Clinical application of genomic data in cancer

Issuing time:2018-10-23 00:00

With the application of high-throughput experimental techniques such as sequencing in tumor research, more and more genomic data have been used to diagnose, treat and predict the prognosis of tumor patients in recent years. More and more analytical methods are used in the analysis and interpretation of genomic data.

The major analysis processes and tools for the genome are shown in Figure 1 [1] 1. Identification of mutations, including Alignment of sequencing sequences to the genome (Alignment); Identifying mutation ( Variant Calling) and differentiating somatic mutation from germline mutation.

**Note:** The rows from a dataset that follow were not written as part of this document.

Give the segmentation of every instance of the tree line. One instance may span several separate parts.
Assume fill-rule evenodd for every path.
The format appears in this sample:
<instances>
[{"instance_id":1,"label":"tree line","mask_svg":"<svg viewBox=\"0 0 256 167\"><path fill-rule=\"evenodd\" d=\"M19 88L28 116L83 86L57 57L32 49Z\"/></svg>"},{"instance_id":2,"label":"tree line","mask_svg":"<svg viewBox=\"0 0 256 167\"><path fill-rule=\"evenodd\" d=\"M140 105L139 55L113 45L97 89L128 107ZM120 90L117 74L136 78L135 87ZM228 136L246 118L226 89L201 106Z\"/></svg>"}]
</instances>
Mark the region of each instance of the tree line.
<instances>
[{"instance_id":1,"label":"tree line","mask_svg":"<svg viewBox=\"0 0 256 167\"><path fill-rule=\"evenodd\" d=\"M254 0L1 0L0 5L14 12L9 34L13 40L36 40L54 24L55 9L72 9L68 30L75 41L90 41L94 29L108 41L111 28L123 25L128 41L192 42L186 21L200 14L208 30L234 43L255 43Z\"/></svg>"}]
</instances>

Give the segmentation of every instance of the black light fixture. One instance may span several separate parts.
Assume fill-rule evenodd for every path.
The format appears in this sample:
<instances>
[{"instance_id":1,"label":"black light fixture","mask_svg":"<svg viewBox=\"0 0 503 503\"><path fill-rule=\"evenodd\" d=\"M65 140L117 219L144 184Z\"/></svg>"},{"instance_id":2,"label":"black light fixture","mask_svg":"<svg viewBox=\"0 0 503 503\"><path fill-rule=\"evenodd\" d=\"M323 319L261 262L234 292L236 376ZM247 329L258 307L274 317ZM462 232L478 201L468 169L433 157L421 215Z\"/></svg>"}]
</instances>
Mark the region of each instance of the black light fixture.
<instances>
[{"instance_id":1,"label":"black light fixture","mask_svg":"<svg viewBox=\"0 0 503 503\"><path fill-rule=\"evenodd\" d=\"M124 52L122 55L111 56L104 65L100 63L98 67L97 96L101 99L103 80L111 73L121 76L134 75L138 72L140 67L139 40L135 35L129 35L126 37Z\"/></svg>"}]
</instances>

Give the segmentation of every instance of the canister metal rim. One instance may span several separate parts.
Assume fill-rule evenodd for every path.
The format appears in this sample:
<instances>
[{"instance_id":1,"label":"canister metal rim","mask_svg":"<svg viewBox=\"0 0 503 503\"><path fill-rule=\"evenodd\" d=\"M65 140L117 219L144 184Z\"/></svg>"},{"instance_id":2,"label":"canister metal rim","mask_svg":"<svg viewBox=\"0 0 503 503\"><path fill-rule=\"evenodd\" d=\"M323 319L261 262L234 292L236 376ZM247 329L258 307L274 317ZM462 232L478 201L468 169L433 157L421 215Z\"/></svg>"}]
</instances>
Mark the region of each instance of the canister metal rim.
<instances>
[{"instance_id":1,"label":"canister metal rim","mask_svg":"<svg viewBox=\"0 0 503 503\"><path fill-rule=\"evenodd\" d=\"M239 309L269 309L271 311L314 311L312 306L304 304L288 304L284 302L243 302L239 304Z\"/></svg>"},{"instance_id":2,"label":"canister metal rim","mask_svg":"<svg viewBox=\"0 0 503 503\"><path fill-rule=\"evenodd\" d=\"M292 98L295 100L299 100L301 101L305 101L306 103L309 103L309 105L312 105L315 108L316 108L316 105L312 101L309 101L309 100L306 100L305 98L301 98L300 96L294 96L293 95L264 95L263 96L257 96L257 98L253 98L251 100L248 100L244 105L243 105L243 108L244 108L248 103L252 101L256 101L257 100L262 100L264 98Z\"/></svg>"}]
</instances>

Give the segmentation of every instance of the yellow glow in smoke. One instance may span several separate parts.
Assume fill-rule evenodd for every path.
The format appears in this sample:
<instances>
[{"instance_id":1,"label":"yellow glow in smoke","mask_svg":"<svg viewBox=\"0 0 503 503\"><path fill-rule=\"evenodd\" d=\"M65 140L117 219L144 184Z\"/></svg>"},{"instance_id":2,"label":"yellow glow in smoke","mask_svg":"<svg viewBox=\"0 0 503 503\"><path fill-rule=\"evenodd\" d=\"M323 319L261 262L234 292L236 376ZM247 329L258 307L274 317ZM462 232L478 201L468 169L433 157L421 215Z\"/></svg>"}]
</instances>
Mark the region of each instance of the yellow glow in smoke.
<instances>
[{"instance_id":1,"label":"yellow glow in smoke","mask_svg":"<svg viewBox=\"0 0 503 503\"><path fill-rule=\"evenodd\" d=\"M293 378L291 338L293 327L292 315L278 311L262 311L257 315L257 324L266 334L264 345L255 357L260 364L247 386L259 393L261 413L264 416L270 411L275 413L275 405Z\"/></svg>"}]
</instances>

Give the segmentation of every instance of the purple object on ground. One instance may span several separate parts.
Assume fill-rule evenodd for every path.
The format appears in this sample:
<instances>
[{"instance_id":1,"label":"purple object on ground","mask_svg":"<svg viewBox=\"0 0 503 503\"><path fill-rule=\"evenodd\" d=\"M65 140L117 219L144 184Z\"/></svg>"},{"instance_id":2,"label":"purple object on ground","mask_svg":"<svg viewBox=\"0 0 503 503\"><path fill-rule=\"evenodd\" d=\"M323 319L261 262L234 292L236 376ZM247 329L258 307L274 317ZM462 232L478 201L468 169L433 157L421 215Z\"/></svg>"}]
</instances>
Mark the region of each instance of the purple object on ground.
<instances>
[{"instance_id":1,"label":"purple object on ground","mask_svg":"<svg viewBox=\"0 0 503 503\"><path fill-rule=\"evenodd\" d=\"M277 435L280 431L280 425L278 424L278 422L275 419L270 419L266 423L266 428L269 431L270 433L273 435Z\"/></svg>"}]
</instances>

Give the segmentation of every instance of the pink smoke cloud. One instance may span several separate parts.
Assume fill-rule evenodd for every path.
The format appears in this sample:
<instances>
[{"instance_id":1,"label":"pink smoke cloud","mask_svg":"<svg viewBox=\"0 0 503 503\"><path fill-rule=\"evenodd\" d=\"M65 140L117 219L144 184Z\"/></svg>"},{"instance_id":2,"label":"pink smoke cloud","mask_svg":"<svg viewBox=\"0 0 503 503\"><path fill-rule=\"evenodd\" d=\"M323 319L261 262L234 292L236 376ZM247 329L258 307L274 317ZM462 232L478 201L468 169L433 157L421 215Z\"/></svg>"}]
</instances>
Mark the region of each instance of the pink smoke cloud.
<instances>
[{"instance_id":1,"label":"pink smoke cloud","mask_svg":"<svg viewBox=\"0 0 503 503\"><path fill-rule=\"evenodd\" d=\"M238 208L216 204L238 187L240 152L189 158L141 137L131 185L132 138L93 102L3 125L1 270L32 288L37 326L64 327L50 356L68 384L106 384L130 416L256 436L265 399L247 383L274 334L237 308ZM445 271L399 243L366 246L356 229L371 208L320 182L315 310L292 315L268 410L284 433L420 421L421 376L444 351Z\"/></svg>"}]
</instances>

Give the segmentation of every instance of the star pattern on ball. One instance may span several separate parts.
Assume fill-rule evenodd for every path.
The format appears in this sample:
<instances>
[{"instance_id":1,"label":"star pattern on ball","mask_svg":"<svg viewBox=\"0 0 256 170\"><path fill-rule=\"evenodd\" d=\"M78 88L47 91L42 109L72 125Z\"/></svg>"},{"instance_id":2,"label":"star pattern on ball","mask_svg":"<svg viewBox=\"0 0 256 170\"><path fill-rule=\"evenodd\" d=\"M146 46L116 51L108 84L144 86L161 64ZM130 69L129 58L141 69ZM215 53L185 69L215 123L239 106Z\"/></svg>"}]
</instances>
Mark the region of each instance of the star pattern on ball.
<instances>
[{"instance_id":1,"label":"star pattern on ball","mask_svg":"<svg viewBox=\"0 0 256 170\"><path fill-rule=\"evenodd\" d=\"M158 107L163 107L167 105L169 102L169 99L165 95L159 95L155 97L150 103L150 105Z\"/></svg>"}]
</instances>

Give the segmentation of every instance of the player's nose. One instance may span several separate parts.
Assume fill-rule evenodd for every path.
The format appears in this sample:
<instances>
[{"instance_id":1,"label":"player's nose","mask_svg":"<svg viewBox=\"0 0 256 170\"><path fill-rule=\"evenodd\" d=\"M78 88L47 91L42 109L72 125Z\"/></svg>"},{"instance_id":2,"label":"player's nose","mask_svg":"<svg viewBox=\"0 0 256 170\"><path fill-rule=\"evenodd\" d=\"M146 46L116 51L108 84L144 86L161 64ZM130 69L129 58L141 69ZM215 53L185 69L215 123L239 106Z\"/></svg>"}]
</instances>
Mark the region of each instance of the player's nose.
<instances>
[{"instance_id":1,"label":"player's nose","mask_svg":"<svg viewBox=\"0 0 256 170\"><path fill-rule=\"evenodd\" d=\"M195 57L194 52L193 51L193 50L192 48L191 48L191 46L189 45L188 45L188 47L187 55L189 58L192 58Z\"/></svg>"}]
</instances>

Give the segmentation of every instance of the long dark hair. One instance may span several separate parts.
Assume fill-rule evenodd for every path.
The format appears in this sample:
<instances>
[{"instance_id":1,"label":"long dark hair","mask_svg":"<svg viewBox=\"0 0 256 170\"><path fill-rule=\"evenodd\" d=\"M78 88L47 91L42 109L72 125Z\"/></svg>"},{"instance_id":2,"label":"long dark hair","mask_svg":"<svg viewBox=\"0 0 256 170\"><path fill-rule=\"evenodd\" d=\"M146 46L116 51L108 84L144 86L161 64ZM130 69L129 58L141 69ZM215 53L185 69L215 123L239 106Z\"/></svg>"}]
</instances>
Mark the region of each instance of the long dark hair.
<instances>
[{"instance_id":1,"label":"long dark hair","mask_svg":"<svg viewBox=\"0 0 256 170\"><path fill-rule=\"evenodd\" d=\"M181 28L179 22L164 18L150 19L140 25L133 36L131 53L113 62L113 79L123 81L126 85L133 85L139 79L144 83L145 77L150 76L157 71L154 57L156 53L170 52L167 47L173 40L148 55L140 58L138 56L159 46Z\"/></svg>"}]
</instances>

Annotate the mutation data. 2. Interpretation of mutations: identification of molecular changes that can be used to guide targeted treatment; Patients were divided into different risk groups through survival analysis to achieve individualized detection and treatment [2] 。


In this article, we describe two analytical tools that use genomic data to predict prognosis and guide therapy.

1. Application of genomic data to predict prognosis in cancer patients

(1) survival analysis with survival time as a continuous variable

All samples were first divided into a training cohort (for screening prognostic-related variables and survival modeling) and a test cohort (for testing survival constructed in the training cohort)model ).

In general, 80 % of all samples are randomly defined as training queues  Set), the remaining 20% is defined as a test queue Set).For the training cohort, prognostic variables were first selected by univariate Cox survival analysis (P <  0.05 ).

Then two modeling methods were used to model the survival of the selected prognostic variables : 1.  Cox: Cox multivariate regression model and LASSO model, 2. Rsf: Random Survival  Forest.Finally, the predictive validity of the established prognostic model was evaluated by C-index ( see Figure 2 ).

In the above analysis process, the main analytical tools are:

Cox univariate and multivariate analysis: survival package in R language;

LASSO analysis: R language "glmnet" package;

Random  Survival  Forest analysis : R package, Random  Survivalforest "or the latest version" Random Forest SRC package.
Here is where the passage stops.